Sunday, December 6, 2015

Çay üstüne üç nokta

Ders çalışmam gerekiyor, ama ne mümkün. Ruhum İstanbulun arka sokak lezzetlerinin keşfinde, düşüncem şiirlere, yazılara dalmış, kalbim desen şehrin bir ucunda, aklım desen memleket/iş-güç sorunlarında, cismim de dünyanın kuytu bir köşesinde kendince dünya turnesinde. 
-Hadi kalk iki çay koy, karşılıklı içelim. Toparlayalım şunları bir yere...

-Neli istersin?
-Sen`li olsun, gerisi fark etmez.








                                                  * * *

İlla ki çay sevenler ve kahve sevenler diye ikiye ayıracak olursak biz fanileri ben birincilerdenim. Ama yine de böyle bir ayrımcılığa ne gerek var şimdi, gecenin bu geçinde, hele de kışın...
Öyle bilindik çok çay içen insanlardan değilim. Ama türlü çay çeşitlerini denemeyi severim. Hem de sağlıklı yaşam niyetine değil ha, zevki için severim. Çayın kendisi de, hazırlanışı da, çay muhabbetleri de zevk alındığı sürece güzeldir, aslında bana göre hayatta var olan her şey öyle. İşin felsefesine inmeden çay çeşitlerine geçeyim iyisi mi...

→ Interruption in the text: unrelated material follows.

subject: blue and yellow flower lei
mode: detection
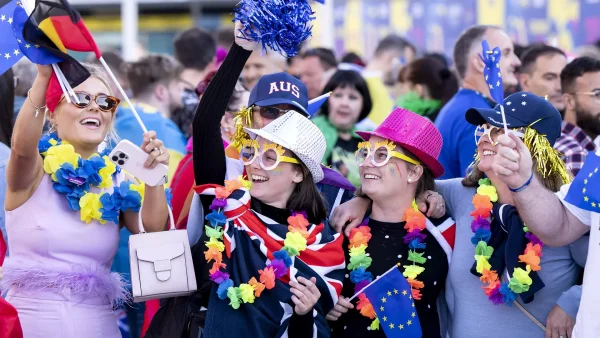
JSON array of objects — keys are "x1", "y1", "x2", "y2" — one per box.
[{"x1": 38, "y1": 134, "x2": 152, "y2": 224}]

Chai tea latte. Hint mutfağının vazgeçilmezidir kendileri, masala chai ismiyle de bilinir. İçinde siyah çay yaprakları, karanfil otu (clove/mixək), karabiber taneleri (peppercorn), hindistancevizi (nutmeg), anason (star anise/cirə), zencefil (ginger), kakule (cardamom/hil), tarçın (cinnamon), portakal kabuğu, vanilya, agave balı ve süt barındırır. Kışın alır insanı, sarıp-sarmalar sıcak bir battaniye edasıyla ve korur tüm kötülüklerden. 

 Ya buram-buram ilk bahar kokan çiçekli çaylara ne demeli. Yasemini, naneyi, amber çiçeğini haftalara böldüm de, papatyaya dokunmaya elim varmadı. 
Bir salı sabahı papatya çayı demleyeyim, balkonda çay sefası başka olur, olsun varsın işe de geç kalalım bir kaç saatliğine. Cemal Süreyanın dediği gibi `ne olacak sanki, cebimden mi gidiyor? Canımdan gidiyor!`.

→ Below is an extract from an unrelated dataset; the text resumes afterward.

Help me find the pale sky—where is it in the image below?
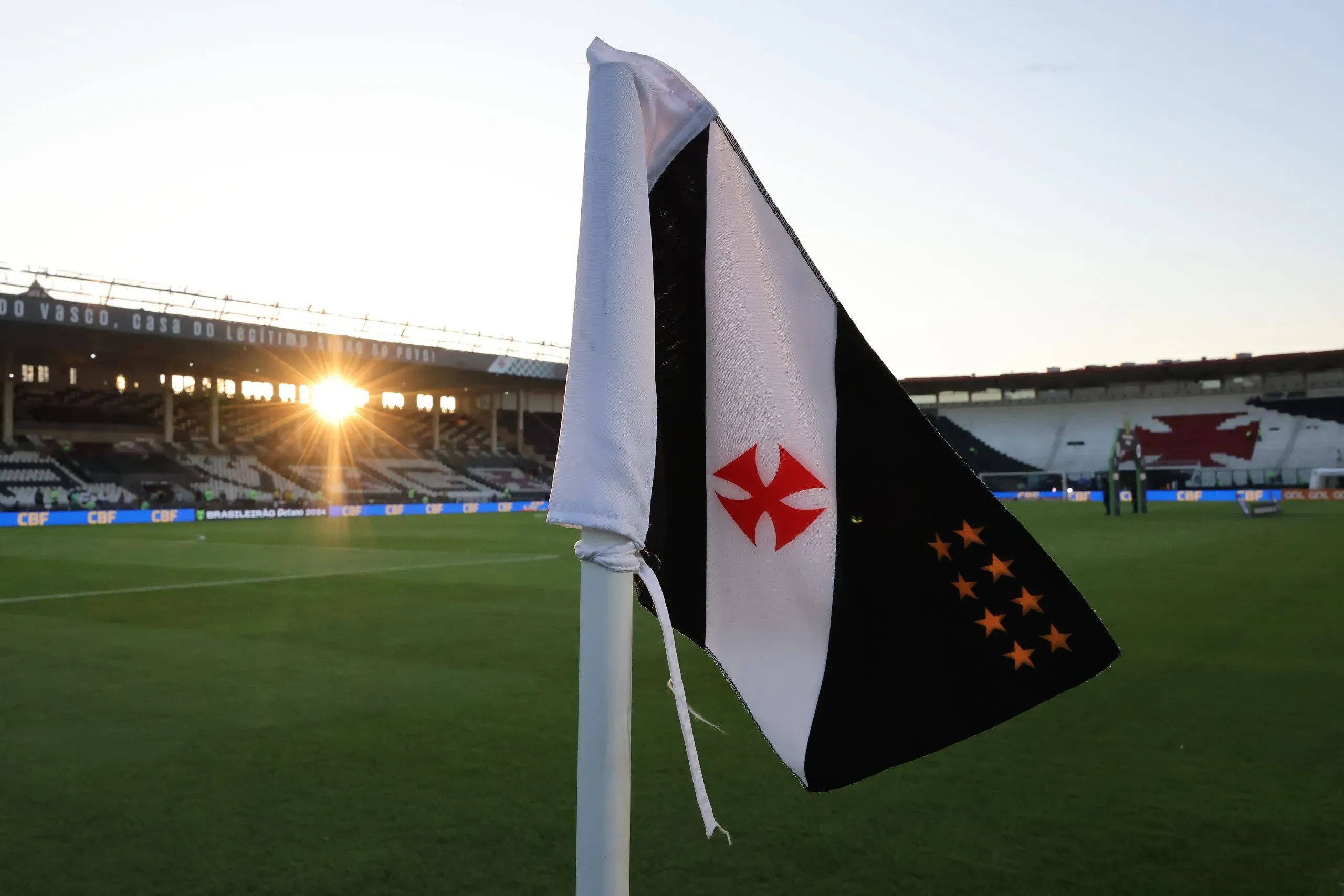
[0,0,1344,376]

 Ah bir de meyveli çaylar tabii ki. Ne çok anı birikmiş onlar üzerine. Hangi meyveye dokunsan bin bir peri masalı gibi uzun-uzun anılara ışık tutar. Portakallı, tarçınlı Noel Gecesi çayı geldi ilk aklıma da, ama bana kalsın onun hikayesi şimdi. 

 Konu çay olur da ince belli bardağı, tavşan kanı demlemeyı, kekikli siyah çayı anmamazlık edebilir miyiz? Ya insana diet bozduran sıcacık çıtır-çıtır sabah simitini (İzmir: gevrek)?